Monseñor Gänswein, secretario pesonal de Benedicto, contó lo que dijo el papa emérito en la noche pocas horas antes de su muerte.
“Benedicto XVI -relató conmovido su secretario el obispo Georg Gänswein- con un hilo de voz, pero de modo muy claro, dijo en italiano: ‘¡Signore, ti amo!’ (¡Señor, te amo!)”, escribió Andrea Tornielli, director editorial del Dicasterio para la Comunicación.
“En ese momento yo no estaba, pero el enfermero me lo contó luego”, dijo el secretario de Benedicto XVI.
“Fueron sus últimas palabras comprensibles, porque luego ya no estuvo en capacidad de poder expresarse”, agregó monseñor Gänswein.

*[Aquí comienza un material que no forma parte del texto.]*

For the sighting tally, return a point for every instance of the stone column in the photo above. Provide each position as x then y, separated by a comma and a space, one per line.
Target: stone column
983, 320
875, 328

"¡Señor, te amo!", casi un resumen de la vida de Joseph Ratzinger, escribe Tornielli, que desde hacía años se preparaba para el encuentro definitivo, cara a cara, con el Creador”.
El 28 de junio de 2016, en el 65 aniversario de la ordenación sacerdotal del predecesor ahora emérito, el papa Francisco había querido subrayar la "nota de fondo" que había recorrido la larga trayectoria sacerdotal de Ratzinger y había dicho: "En una de las muchas y hermosas páginas que dedica al sacerdocio, subraya cómo, en la hora de la llamada definitiva de Simón, Jesús, mirándole, le pregunta una cosa: ¿Me amas? ¡Qué hermoso y cierto es esto! Porque es aquí, nos dice, en ese '¿me amas?' donde el Señor funda el pastoreo, porque sólo si hay amor al Señor puede Él pastorear a través de nosotros...: 'Señor, tú lo sabes todo, tú sabes que te amo'".
"Esta es la nota -continuó Francisco- que domina toda una vida gastada en el servicio sacerdotal y en la teología, que ella no por casualidad definió como 'la búsqueda del amado'; esto es lo que ella siempre testimonió y todavía testimonia hoy: que lo decisivo en nuestros días -de sol o de lluvia-, lo único que une todo lo demás, es que el Señor esté verdaderamente presente, que lo deseemos, que interiormente estemos cerca de Él, que lo amemos, que creamos de verdad profundamente en Él y creyendo amarlo de verdad. Es este amar lo que verdaderamente llena nuestro corazón, este creer es lo que nos hace caminar seguros y tranquilos sobre las aguas, incluso en medio de la tempestad, como le ocurrió a Pedro".